Esse é um tema a ser melhor desenvolvido — estou só jogando a semente. No fundo, o vilão principal pode ser pensado de forma simples: seu sucesso será a catástrofe para todos. Talvez toda a campanha seja baseada em impedi-lo. É preciso passar por vários inimigos até se chegar à ele. Mas esse inimigo pode ser memorável e quem sabe, ele possa admirar os protagonistas. A ponto dele querer a honra de matá-los, por que não?
Até a próxima e divirtam-se.

dos Três Mosqueteiros… e também quem mais os admira.
* Não que eles não existam na produção japonesa: basta lembrar de Shishio Makoto em Rurouni Kenshin.
** Você certamente viu em algum He-Man ou She-Ra da vida esse tipo de coisa. “No episódio de hoje, vimos alguém que tomou uma atitude errada porque…”
*** O mais clássico exemplo é a série pré-tezukiana Norakuro, de Suihō Tagawa (1931). A série foi um grande sucesso, sendo lembrada até hoje, e envolvia a ascensão na carreira militar de um gato no exército. Com a ocupação estadunidense, a temática foi restringida e por isso o personagem foi reinventado de diversas formas, inclusive como um atleta.
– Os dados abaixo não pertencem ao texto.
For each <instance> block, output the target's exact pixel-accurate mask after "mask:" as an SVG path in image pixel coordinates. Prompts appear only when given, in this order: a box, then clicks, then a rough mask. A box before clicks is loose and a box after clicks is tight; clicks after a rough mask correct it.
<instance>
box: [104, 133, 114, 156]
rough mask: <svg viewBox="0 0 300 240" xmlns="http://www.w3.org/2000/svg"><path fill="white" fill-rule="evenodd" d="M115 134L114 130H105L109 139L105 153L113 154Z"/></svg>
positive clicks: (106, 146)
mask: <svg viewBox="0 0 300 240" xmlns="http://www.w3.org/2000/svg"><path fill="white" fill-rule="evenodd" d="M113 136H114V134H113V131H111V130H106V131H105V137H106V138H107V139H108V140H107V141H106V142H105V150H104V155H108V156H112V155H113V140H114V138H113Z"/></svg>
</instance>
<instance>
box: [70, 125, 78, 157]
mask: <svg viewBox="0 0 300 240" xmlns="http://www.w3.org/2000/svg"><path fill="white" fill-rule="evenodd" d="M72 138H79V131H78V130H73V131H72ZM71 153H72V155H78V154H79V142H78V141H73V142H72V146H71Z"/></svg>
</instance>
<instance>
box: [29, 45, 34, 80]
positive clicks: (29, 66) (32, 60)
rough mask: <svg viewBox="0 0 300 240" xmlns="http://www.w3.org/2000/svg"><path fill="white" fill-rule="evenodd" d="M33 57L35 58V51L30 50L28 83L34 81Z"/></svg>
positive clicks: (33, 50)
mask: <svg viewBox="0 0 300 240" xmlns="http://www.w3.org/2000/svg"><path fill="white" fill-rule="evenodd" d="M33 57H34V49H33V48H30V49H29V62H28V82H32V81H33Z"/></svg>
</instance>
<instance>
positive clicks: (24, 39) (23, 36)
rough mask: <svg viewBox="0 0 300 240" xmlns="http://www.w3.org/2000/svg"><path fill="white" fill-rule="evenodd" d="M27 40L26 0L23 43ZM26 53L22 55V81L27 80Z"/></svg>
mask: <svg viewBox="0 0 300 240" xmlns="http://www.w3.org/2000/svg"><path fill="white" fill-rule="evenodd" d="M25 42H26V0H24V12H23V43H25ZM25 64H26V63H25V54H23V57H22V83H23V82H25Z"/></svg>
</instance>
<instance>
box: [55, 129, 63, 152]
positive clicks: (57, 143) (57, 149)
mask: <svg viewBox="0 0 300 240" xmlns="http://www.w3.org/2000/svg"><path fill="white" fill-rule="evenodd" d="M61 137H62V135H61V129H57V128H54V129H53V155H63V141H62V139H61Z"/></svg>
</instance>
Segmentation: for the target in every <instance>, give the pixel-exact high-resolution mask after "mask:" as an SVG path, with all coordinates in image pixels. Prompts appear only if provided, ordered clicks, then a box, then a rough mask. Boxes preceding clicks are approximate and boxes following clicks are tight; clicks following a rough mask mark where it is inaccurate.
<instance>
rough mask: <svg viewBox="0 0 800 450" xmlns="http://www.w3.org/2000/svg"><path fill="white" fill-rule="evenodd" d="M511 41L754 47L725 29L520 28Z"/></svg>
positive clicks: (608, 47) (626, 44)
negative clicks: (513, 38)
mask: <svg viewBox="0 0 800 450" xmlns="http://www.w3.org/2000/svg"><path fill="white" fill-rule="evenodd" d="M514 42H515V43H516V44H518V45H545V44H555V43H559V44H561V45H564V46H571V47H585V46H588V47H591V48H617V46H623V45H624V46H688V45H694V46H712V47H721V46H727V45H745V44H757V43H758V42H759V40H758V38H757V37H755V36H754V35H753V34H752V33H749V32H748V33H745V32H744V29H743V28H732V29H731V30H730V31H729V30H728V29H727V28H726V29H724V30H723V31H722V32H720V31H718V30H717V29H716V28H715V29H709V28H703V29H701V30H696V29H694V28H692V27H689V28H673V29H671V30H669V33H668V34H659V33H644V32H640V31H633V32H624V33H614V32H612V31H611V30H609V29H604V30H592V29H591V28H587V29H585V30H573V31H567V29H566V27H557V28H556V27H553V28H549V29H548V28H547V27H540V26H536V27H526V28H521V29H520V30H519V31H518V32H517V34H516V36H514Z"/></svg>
**** O Mazinger Z de Go Nagai nos brindou com um verdadeiro circo de monstros, a começar pelo próprio Dr. Hell — mas, pessoalmente, eu escolheria como exemplo mais bem-acabado o grotesco Killer the Butcher, do Zambot 3 de Yoshiyuki Tomino. Apesar dele ser cômico e ridículo o tempo todo, ele é um dos genocidas mais monstruosos da animação japonesa — novamente, a virada do meio da série fala muito sobre ele.
***** Mas não vou dar esse spoiler: Gundam the Origin está na Crunchyroll.
****** Isso é fruto dos vaivéns dos bastidores de produção de Gundam ZZ. Originalmente Char Aznable foi pensado para estar lá, mas o tom da série foi repensado e optou-se por fechar o destino do personagem em um longa à parte, Char Contra-Ataca (presente na Netflix). Mas essa informação esclarece muita coisa: na série, podemos ver como a Federação é corrupta até a medula. Tendo isso em mente, dá para entender o retorno de Char à posição de oponente, após ter lutado ao lado de seus antigos inimigos contra uma ameaça maior em Zeta Gundam.
******* Dessler de Garmillas no original e na série nova. Mas a essa altura da minha vida não vou conseguir chamá-lo de outra forma.
******** Parece haver um certo anacronismo aqui — o Patrulha Estelar original é de 1974, anterior à trilogia de Nagahama — mas na primeira série Desslok era realmente uma figura mais vilanesca. No entanto, é revelado que ele tinha um bom motivo para suas ações. Na segunda série, de 1978 (já no mesmo período da trilogia de Nagahama), temos o início de uma humanização que se concretiza na terceira temporada, de 1980. Nessa época, outras séries já investiam em antagonistas mais humanos e com motivos compreensíveis, como o trágico Buff Clan de Space Runaway Ideon.
********* Curiosamente, o próprio Desslok seguiu as duas rotas: no longa Arrivederci, Yamato, uma versão retroativamente alternativa e não-canônica dos eventos da segunda temporada, Desslok se suicida como forma de contrição ao se deixar tragar pelo vácuo do espaço. Mas há vários outros exemplos desses suicídios honrados, normalmente no melhor estilo “o capitão afunda com o navio”.